What is Transcriptome Sequence?

An organism's genes are expressed, that is transcribed from the genome's DNA code into messenger RNA (mRNA) code, and subsequently, may be translated into proteins that function within the organism's cells. Some genes are expressed more than others, some at different life stages, and some at different times according to environmental conditions or the state of the organism or the individual cell. This complex regulation of gene expression means that the organism's cells can respond to their environment, and to the development of the organism.

We are often interested to see how gene expression changes under different conditions, and we may also be interested to know which part of the organism's genome is used to code active genes, and which parts are inactive. In this case, it is possible to carry out a laboratory experiment to extract the mRNA molecules from an organism's cells, and then to 'sequence' them. In other words, to find out the composition of the genetic code making up the individual genes, and to estimate the relative quantities of transcription which have occurred in one condition as opposed to another.

The set of genes which are transcribed in any one condition is known as the transcriptome, and the process of determining the genetic codes contained in the transcriptome, and their relative proportions, is known as transcriptome sequencing.

Extracted mRNA molecules are first used to generate corresponding coding DNA (cDNA) molecules in a process called reverse transcription. This uses an enzyme to carry out the reverse process corresponding to the original expression of the gene. The cDNA molecules can then be sequenced in the same manner as an organism's genome sequence is determined.

Once a transcriptome has been sequenced, we can use the information to identify which parts of the genome are used to code for active genes.

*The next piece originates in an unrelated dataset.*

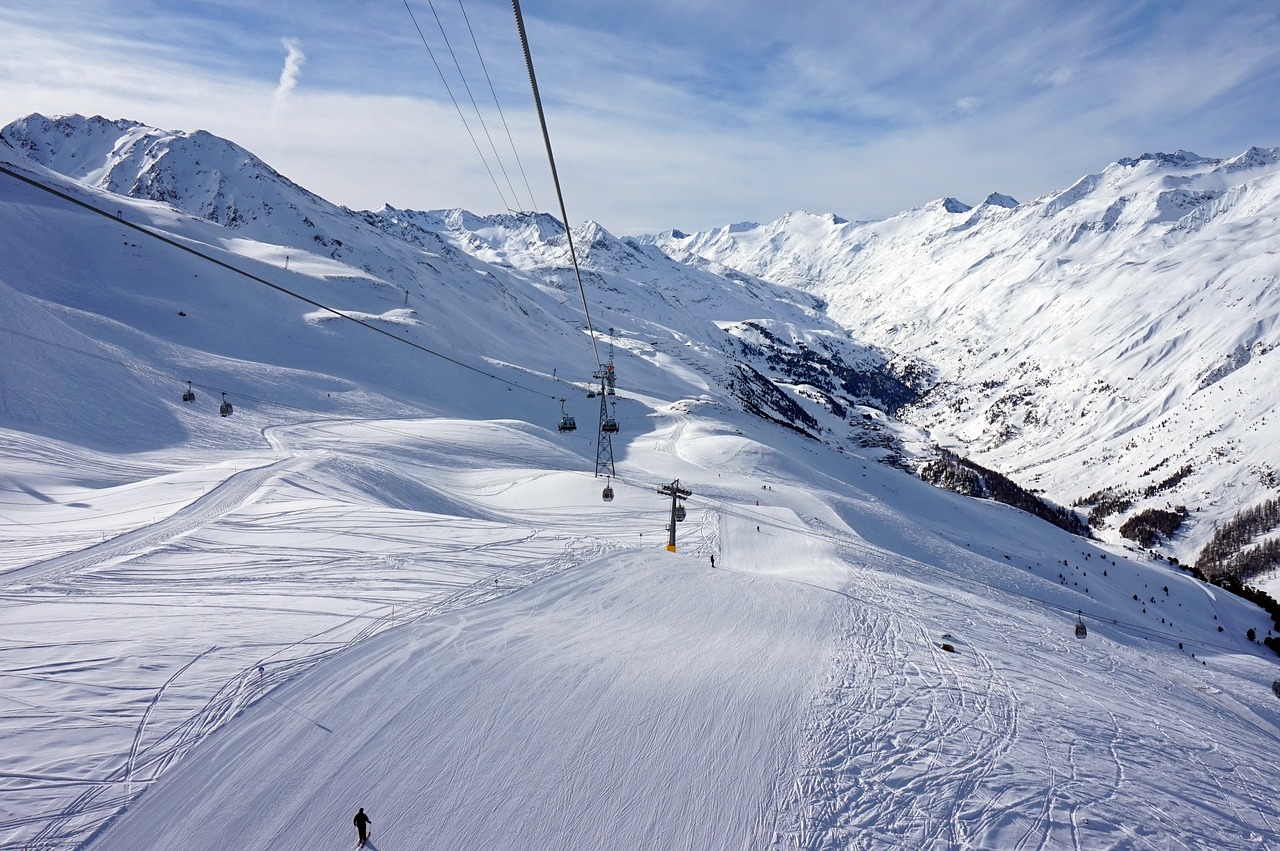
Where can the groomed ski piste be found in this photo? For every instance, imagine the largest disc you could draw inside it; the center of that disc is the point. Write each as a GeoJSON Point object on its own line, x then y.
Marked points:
{"type": "Point", "coordinates": [389, 582]}
{"type": "Point", "coordinates": [471, 645]}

If several transcriptomes have been sequenced under different growth or environmental conditions, we can start to estimate which genes are more important in which biological processes.

Since the transcripts are the products of transcribed or 'active' genes we can also use this sequence information in multiple sequence alignments using transcriptome sequence from different individuals - for example the parents of a mapping population. We use computer software to scan the multiple sequence alignments for single nucleotide polymorphisms (SNPs).

The SNPs identified can then be used to construct a panel of markers that differentiate between the two parental lines. These SNPs can then be used to screen members of a mapping population derived from the cross between the two parental lines. The information obtained allow us to construct linkage maps. Since we can place the SNP to a relative chromosomal location, we can then add the sequence data that surrounds the SNP to that location. If the SNPs were derived from genomic DNA sequence that has been assembled into longer contiguous sequences, then these can also be anchored onto the linkage map in a similar fashion.